Facebook Inc. is under investigation by a U.S. privacy watchdog over the use of personal data of 50 million users by a data analytics firm to help elect President Donald Trump.
The U.S. Federal Trade Commission is probing whether Facebook violated terms of a 2011 consent decree following the revelations that user data had been transferred to Cambridge Analytica without their knowledge, according to a person familiar with the matter.
Under the 2011 settlement, Facebook agreed to get user consent for certain changes to privacy settings as part of a settlement of federal charges that it deceived consumers and forced them to share more personal information than they intended. That complaint arose after the company changed some user settings without notifying its customers, according to an FTC statement at the time.
Spokesmen for Facebook and the FTC didn’t immediately respond to requests for comment.
If the FTC finds Facebook violated terms of the consent decree, it has the power to fine the company thousands of dollars a day per violation.
Facebook declined in New York trading, falling 3.2 percent to $167 as of 9:31 a.m. in New York. That follows a drop of 6.8 percent Monday.

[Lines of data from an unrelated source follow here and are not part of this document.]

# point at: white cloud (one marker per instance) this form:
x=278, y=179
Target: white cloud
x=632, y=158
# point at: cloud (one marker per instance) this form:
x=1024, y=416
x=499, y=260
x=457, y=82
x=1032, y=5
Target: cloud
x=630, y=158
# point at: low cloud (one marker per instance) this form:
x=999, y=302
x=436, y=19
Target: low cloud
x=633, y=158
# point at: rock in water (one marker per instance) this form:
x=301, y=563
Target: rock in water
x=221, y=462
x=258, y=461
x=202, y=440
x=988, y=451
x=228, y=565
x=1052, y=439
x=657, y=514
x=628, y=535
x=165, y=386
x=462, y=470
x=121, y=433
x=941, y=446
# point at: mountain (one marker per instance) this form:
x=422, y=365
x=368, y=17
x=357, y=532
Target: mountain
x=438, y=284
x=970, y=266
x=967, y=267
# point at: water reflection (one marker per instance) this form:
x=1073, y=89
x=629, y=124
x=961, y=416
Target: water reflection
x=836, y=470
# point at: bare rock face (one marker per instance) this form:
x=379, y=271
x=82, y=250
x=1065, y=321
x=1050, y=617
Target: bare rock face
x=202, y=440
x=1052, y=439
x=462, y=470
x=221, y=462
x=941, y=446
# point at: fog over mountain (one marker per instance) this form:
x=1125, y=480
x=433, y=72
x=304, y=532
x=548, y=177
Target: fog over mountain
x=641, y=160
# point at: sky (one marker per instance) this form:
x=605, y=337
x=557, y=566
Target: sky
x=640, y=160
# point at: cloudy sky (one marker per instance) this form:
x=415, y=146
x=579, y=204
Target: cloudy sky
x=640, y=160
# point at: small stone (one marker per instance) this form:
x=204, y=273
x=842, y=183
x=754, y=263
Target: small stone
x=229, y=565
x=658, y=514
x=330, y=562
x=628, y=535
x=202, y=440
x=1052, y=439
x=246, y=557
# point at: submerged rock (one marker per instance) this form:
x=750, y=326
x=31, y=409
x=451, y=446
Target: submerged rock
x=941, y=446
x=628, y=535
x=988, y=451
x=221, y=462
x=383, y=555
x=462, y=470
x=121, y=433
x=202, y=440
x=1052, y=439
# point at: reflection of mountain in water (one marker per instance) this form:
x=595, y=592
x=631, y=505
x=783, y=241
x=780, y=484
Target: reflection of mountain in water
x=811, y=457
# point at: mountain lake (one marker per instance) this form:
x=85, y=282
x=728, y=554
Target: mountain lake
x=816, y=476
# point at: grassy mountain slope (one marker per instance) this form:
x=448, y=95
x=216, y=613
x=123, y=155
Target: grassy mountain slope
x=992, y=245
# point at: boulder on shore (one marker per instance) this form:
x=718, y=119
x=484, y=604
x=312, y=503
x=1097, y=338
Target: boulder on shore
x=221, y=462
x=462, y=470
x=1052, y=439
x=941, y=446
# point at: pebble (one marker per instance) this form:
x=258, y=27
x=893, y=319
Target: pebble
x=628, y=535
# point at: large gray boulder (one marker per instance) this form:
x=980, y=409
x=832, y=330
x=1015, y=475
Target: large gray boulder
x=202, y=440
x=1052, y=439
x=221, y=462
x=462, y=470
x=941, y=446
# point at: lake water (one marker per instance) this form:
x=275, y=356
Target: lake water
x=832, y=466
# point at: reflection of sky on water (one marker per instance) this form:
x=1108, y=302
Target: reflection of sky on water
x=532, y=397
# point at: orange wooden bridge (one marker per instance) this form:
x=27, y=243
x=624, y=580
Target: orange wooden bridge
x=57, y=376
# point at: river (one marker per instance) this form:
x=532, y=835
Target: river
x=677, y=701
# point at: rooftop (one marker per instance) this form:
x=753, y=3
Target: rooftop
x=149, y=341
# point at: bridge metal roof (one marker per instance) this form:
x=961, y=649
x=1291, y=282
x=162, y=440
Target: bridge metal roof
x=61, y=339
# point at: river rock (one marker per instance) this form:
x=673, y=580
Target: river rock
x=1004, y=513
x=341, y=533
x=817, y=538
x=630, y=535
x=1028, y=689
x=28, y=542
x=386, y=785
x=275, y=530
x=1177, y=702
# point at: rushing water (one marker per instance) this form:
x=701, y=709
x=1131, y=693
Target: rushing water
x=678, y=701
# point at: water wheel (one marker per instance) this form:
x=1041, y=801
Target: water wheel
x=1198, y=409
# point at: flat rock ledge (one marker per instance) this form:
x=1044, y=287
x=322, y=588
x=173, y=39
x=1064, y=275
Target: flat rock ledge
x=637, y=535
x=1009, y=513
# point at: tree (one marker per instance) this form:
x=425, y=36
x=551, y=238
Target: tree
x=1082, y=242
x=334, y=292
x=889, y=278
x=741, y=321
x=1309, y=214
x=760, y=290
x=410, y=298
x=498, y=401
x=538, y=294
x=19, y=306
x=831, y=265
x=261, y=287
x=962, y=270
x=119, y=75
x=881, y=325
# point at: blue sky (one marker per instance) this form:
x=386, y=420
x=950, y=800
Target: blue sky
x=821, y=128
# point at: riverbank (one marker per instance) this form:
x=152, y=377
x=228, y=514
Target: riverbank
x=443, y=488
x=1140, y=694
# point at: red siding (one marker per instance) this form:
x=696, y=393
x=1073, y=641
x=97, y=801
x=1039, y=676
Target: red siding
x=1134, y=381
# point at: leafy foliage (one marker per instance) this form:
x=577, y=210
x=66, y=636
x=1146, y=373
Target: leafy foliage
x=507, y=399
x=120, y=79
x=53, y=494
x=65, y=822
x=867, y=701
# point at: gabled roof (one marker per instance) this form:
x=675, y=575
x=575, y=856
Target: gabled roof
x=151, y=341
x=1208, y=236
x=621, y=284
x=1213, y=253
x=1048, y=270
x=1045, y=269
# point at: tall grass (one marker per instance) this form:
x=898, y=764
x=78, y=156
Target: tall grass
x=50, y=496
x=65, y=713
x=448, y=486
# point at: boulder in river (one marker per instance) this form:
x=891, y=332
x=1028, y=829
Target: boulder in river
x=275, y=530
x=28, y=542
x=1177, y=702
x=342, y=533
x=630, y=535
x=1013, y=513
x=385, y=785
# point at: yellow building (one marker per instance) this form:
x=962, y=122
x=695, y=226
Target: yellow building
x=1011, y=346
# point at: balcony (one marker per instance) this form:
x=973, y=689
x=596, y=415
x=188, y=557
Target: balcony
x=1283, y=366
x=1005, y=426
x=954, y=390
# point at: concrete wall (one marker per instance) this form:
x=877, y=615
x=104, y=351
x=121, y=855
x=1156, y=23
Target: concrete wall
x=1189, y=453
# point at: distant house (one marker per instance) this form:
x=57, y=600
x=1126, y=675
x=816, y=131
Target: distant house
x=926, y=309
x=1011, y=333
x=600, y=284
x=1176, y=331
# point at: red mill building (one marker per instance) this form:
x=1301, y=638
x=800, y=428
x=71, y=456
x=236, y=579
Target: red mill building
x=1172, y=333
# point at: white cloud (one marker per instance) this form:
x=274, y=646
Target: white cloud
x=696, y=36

The Facebook revelations have also prompted bipartisan, transatlantic concern. The U.S. Senate Commerce Committee announced Monday evening it would like a briefing on “the use and sharing of individual Facebook user data.” The chairman of a UK parliamentary committee announced Tuesday he was requesting that Facebook Chief Executive Officer Mark Zuckerberg, who has remained silent for days, appear before the panel to supplement prior testimony by the company’s executives.
Republican lawmakers, who normally resist regulation of private business, started coming down on the company as early as Sunday, with Senator Jeff Flake of Arizona calling the privacy violations “significant” and Senator Marco Rubio of Florida saying he was “disturbed” by many things about the company.